Ghana Allows Tullow to Increase Gas Flaring at Jubilee
Ghana has given Tullow Oil permission to increase the amount of gas it flares from the offshore Jubilee field, a spokesman said on Monday, a decision that will help the company meet its 2014 production target.
The British company can increase flaring to 500 million standard cubic feet (mmscf) per month until October and this will enable Tullow to achieve its 100,000 barrels per day (bpd) gross production target, said Tullow spokesman George Cazenove.
Tullow currently flares a limited amount of gas for safety and management reasons, he said.

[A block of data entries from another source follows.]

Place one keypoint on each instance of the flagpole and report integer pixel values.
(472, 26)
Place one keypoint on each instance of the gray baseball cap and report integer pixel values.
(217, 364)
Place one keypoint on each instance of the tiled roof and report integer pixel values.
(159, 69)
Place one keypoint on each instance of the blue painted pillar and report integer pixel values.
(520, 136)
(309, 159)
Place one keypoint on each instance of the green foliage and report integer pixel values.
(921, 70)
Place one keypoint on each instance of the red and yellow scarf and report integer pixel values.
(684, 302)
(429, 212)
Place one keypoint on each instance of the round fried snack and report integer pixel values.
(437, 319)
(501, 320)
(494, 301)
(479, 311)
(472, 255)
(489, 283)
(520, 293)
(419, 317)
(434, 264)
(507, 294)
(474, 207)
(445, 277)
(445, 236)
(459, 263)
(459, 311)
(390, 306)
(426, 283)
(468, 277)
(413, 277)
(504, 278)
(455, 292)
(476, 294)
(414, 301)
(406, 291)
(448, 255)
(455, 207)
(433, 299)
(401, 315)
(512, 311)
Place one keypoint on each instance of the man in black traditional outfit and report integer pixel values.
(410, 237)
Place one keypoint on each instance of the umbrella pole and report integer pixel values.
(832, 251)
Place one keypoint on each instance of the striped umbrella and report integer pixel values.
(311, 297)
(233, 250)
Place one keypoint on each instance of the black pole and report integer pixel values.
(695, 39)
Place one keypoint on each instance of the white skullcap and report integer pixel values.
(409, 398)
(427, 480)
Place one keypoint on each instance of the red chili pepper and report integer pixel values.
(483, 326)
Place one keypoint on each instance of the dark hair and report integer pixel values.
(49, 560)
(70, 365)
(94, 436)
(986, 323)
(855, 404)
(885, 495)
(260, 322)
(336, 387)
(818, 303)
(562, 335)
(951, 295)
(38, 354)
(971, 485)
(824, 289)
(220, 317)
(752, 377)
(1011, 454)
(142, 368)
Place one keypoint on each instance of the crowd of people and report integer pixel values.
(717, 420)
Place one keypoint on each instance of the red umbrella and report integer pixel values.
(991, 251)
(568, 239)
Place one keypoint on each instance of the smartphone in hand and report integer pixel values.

"We need to flare some gas in the short term because we do have a great deal of gas coming from the field, some of which we can reinject. It allows us to protect our production target for the year," Cazenove said by telephone.
He added that flaring would start pending further talks with government.
Ghana discovered oil at the Jubilee field in 2007 and began producing in 2010. A delay in completing a gas pipeline to bring gas onshore is one reason why production has held steady at a lower level than the government initially expected.
The country set a target of 120,000 bpd in 2014 as against an average of 102,503 bpd for the first nine months of 2013, Finance Minister Seth Terkper said in November's annual budget.
Tullow holds a 35.5 percent stake in Jubilee. Other partners include Ghana National Petroleum Corporation, Sabre/PetroSA, Anadarko Petroleum Corp and Kosmos Energy.